Y esto completa el folklore de mi familia. A mí me gustaría un poco más. No me importaría que hubiera alguien delante de mi lecho de muerte: sería de agradecer una cara amistosa, aunque dudo de que sea posible encontrar alguna a las dos de la mañana en un hospital con una plantilla insuficiente. No espero que abran puertas y ventanas después de que yo haya muerto, aunque sólo fuera porque la compañía de seguros se negaría a pagar en caso de robo. Pero no me importaría tener aquella lápida. El último año de su vida, cuando se sabía desahuciado, Jules Renard empezó a visitar cementerios. Un día fue a ver la tumba de los hermanos Goncourt en Montmartre. Al hermano más joven le enterraron allí en 1870; al mayor, Edmond, en 1896, tras un panegírico funerario pronunciado por Zola, el que temía a la muerte. Renard anotó en su Diario que el orgullo literario de los hermanos era tan grande que desdeñaron mencionar su oficio. «Consideraron suficientes dos nombres, dos pares de fechas. ¡Je! ¡Je!», comenta Renard, con esa curiosa transcripción de una risita. «No es algo con lo que puedas contar.» Pero aquella sencillez, ¿denotaba vanidad —la presunción de que todo el mundo sabía quiénes eran— o exactamente lo contrario, una auténtica renuncia a la jactancia? ¿También, quizá, una sobria conciencia de que, una vez entrado en la historia, no está garantizado el nombre de ningún escritor? Me pregunto qué hay escrito en la tumba de Renard.

«Probablemente el lector y yo moriremos en un hospital.» Una frase tonta, por estadísticamente probable que sea. Por suerte se nos escapan el ritmo y el lugar de nuestra muerte. Esperas una cosa y probablemente recibirás otra. El 21 de febrero de 1908, Renard escribió: «Mañana cumpliré cuarenta y cuatro. No es una edad muy avanzada. A los cuarenta y cinco es cuando tienes que empezar a pensar. El año cuarenta y cuatro lo vives como una seda.» El día de su cumpleaños se mostró un poco más sombrío: «Cuarenta y cuatro: la edad en la que tienes que renunciar a la esperanza de duplicar tus años.»

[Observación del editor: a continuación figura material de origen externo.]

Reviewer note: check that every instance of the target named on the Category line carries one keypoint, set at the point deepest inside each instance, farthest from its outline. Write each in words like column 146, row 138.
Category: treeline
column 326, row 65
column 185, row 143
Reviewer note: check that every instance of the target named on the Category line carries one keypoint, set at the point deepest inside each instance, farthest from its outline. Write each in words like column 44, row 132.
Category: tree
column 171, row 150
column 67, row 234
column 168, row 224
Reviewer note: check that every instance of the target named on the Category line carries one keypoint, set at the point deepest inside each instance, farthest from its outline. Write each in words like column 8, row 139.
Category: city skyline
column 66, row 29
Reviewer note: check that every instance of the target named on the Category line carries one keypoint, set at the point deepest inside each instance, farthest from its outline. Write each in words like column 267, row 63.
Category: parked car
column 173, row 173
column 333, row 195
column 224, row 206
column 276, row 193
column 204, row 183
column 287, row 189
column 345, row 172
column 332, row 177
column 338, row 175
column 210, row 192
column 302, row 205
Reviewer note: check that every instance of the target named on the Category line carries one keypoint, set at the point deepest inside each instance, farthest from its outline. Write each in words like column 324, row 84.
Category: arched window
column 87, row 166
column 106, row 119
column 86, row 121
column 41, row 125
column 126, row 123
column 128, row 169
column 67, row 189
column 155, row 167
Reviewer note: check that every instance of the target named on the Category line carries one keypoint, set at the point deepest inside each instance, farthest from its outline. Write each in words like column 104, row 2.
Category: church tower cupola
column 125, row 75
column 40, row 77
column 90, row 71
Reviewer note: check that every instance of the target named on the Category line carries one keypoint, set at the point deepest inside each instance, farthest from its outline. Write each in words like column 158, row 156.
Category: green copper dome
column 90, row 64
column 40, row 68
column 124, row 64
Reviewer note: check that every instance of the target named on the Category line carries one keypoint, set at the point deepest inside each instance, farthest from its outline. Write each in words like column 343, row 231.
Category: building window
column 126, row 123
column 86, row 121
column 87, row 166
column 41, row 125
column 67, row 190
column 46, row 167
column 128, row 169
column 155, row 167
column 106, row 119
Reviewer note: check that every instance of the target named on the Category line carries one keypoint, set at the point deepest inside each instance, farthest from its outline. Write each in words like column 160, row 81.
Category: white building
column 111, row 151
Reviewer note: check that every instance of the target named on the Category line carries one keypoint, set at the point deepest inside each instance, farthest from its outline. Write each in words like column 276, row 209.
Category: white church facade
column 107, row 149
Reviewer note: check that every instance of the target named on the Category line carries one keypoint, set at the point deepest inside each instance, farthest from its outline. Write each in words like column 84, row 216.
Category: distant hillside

Admitir que podrías no llegar a los ochenta y ocho parece más un cálculo modesto que una declaración de desafío. Aun así, al año siguiente, la salud de Renard había sufrido tal declive que no podía recorrer las Tullerías de una punta a la otra sin sentarse a charlar con las ancianas que vendían lirios del valle. «Tendré que empezar a tomar notas sobre mi vejez», concluyó, y escribió atribulado a un amigo: «Tengo cuarenta y cinco años; no sería viejo si yo fuera un árbol.» En una ocasión había pedido a Dios que no le dejara morir rápidamente, porque le gustaría observar el proceso. ¿Cuánta observación creía ahora que necesitaba? Llegó a los cuarenta y seis años y tres meses.

Cuando su madre cayó de espaldas en el pozo, creando «el suave remolino conocido por quienes han ahogado a un animal», Renard comentó: «La muerte no es un artista.» A lo sumo, son artesanales sus virtudes: diligencia, aplicación obstinada y un sentido de la contradicción que a veces se eleva al rango de ironía; pero no posee suficiente sutileza, o ambigüedad, y es más repetitiva que una sinfonía de Bruckner. Cierto que tiene una completa flexibilidad de ubicación y un buen surtido de usanzas y supersticiones circundantes, pero esto es más obra nuestra que suya. Renard anotó un detalle ciertamente desconocido para mi familia folklóricamente empobrecida: «Cuando la muerte se acerca, olemos a pescado.» Habrá que estar atento para detectarlo.